Travis and I realized very soon after buying our home that we have different designs styles. I think it was something we always knew, but he always had his own space and I had mine and we decorated them as we saw fit. Once we moved into our rented home together, even then we didn’t really experience design differences. We didn’t paint or buy any furniture since we knew it would be temporary. We simply combined the furniture we had from our respective apartments and just made it work.
Buying a home was an entirely different ball game where we bought furniture together and completely designed how each room would feel and how it would look… together. This took a bit of trial and error and really putting each of our prides aside, listening to each other, and compromising. We learned more about each other and learned how to hone our communication skills with our design intentions and how we approached each other.
How the design process usually works in our relationship is I (Chelsea) will have an initial vision of what I think the room should look like and then I make the same mistake every time. The mistake I make is I try and describe the vision to Travis with words, rather than visuals, and my point doesn’t always get through. Since then, I have three-dimensionally modeled my vision or created a mood board to show him what I am envisioning. Based on this visual, he gives his honest input of what he likes and doesn't like in the design and we go from there.
Now, to give you a bit of background about Travis. Some significant others let their partner have free reign to design the home in whatever way he/she/they see fit. Travis is not one of these people, and I’m thankful he’s not. Would it be easier if he let me have free reign to design our home in whatever way I wanted, yes. Does it make our home feel like a home for both of us if our ideas are both implemented in the design, absolutely. I want our home to feel great for both of us and to reflect both of us. I've learned that I need to present options to him and he then gives his opinion on each option.
Travis needs a starting point for design. He needs a baseline, which is usually my initial design vision, to either describe what he likes or doesn’t like about the vision and we work from there. We work together until we are both happy with where the design is going. There are compromises and areas where we are both pushed outside of our comfort zone to accommodate the other and that’s how our home design is growing and evolving.
Travis’ Design Style
Dark wood tones
Rustic, but not kitschy
Chelsea’s Design Style
Isn’t afraid of a little color
Balance of light and dark
I understand not everyone has the ability or means to three-dimensionally model what they are thinking, but there are other ways of how you can effectively communicate your vision and get your partners' input.
Some Helpful Ideas if Your Partner and You Have Different Design Styles
1. Don’t Overload Your Partner with Too Many Options
If you are the ‘decorator’ in the relationship and want your partners’ opinion, try not to overload them with too many ideas or options.
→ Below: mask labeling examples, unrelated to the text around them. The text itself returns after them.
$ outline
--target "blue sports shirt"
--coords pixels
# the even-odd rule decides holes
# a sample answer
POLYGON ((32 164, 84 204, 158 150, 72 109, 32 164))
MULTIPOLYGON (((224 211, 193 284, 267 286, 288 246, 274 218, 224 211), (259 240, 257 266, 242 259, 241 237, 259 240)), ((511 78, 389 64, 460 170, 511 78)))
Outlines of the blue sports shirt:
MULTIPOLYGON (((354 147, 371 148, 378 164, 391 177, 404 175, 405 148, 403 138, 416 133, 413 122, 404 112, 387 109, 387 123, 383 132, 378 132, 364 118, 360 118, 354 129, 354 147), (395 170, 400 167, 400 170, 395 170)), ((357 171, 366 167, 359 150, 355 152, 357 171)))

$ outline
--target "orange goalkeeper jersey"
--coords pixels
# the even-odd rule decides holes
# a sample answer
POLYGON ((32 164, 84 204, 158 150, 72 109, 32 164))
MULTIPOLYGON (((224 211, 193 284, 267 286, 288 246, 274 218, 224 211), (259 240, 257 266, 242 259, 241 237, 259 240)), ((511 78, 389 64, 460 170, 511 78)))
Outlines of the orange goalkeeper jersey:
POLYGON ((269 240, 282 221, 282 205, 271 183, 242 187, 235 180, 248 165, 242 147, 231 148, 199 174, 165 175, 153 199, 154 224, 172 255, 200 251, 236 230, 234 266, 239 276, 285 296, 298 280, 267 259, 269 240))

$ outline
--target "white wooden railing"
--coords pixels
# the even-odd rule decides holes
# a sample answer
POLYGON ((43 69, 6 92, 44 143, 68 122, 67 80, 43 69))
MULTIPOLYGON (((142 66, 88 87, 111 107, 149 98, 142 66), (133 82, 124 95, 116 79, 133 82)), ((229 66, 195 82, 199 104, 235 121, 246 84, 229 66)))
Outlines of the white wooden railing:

I’ve learned first hand that this can lead to frustration and indifference which is not the goal. Present maybe 2 or 3 options and go from there.
Also, when your partner gives their opinion on options you present to them, listen and absorb what they are saying rather than discarding it or diminishing their opinion. There are opinions that Travis has had about options I’ve presented to him that I was disappointed with at the time, but his opinions helped make the design better in the long run.
2. Combine These Styles in Your Home - Compromise
This is another one that I've struggled with. Sometimes, I think I know best when it comes to design and Travis' style isn't incorporated in the way that it should be. I've learned to compromise. There is going to be some push and pull needed to reflect both of your styles in your home, but it is doable. Have your significant other pick a small piece of furniture or décor that they like and then swap by you picking a small piece. Yeah, but what if these two pieces don't go together? That's ok. They are small reflections of you both that can subtly be placed in your home that showcases both of your styles.
3. Decide on the Big Pieces First… Together - Sofas, Tables, Chairs, etc.
Figure out what functions the foundation pieces of your home need to have. Does your sofa need to seat just two people or does it need to accommodate a family of 5? Does the sofa fabric need to accommodate pets? Do you want to be able to clean under the sofa, or do you want it low to the ground? How many people does your dining room table need to seat? Is your room more rectangular or square? Can it accommodate a circular, square or rectangular table? Your home and your lifestyle will inform some of these design decisions, so focus on those first. Most importantly, make these big piece decisions together! This is where you both may need to budge a little bit in one way or another. Also remember, the big pieces don't need to be decided on in one day. If you both begin to get frustrated, take a break and come back to these decisions later (I'm not a licensed counselor, just someone with experience.